I wish this piece started with a virtuous epiphany like I traded hookup apps for meditation because “mindful celibacy” glitters on my vision board. Truth: I deleted Bumble for exactly three days, then reinstalled it after a single glass of merlot because flirting with total strangers still feels safer than admitting to my meme‑sharing friend that I also want to kiss him stupid.


Yes, novelty delivers that sweet Coolidge‑effect dopamine hit science says rats (and men) perk up when a fresh partner appears, even if the last one is still in the room. But the bigger buzz is anxiety avoidance. A stranger’s bed carries zero emotional receipts. If the sex is average, who cares? We don’t exchange birthday gifts. If it’s fireworks, even better no guest list for the after‑party. My social circle stays un‑cringed, and I get to retell the story like a Netflix special with no season two.


Compare that to propositioning someone I actually trust: suddenly there are stakes. If it’s awkward, the friendship limps. If it’s electric, expectations sprout faster than microgreens on Instagram. Better to risk a random hotel headboard than derail the one person who knows I still sleep with a stuffed panda.

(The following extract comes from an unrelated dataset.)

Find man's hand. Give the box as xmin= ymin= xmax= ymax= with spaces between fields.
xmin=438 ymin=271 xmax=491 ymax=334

This is where “casual dating” and “situationship” blur. Casual dating is window‑shopping; you pop in, try on a fantasy, leave before the sales tax. A situationship is when you keep visiting the same store, arranging items in the cart, but never reach the checkout. Feelings coagulate, labels don’t. We stay because intermittent affection mimics intimacy, the slot‑machine reward schedule psychologists warn us about. One great night, three days of blue‑tick limbo, then another surge of touch. You walk away dizzy, wallet lighter, heart heavy, but hey; no one can accuse you of being clingy.


And here’s the feminist plot twist: culture still gaslights women into thinking hunger must be demure. When a man declares lust, it’s charming persistence; when a woman does, she’s “aggressive” or “too easy.” Some men even confess it’s a turn‑off if she wants them too obviously. Translation: their ego likes a chase script where her climax is applause for his performance, not a duet.


So we ration desire, pretend the pulse between our thighs is a polite suggestion. We drink just enough to blame boldness on booze, or we log into apps that promise zero accountability. Because wanting the guy who already knows our middle name? That requires actual courage. He’s seen us cry‑text the ex, survive PMS, devour Kadhai paneer at 2 a.m. What if passion morphs that soft safety into something messy and worse, average?


Here’s what I’m learning: modern sex is easy; modern honesty is a minefield. The real flex isn’t quantity of bodies, it’s quality of clarity. So next time I feel the urge to swipe, I’ll ask: am I chasing novelty or dodging vulnerability? The scariest message I could send isn’t “Your place or mine?” it’s “Hey, I care about you and I want you.” If that freaks him out, at least I’ll know sooner rather than after his dopamine moves on to the next shiny square on the grid.


Strangers will always be a tap away. But genuine desire with someone I already trust? That might be the most underrated kink; no alcohol, no app, just mutual courage under soft lighting.



And honestly, that’s a plot twist worth losing a little cool over.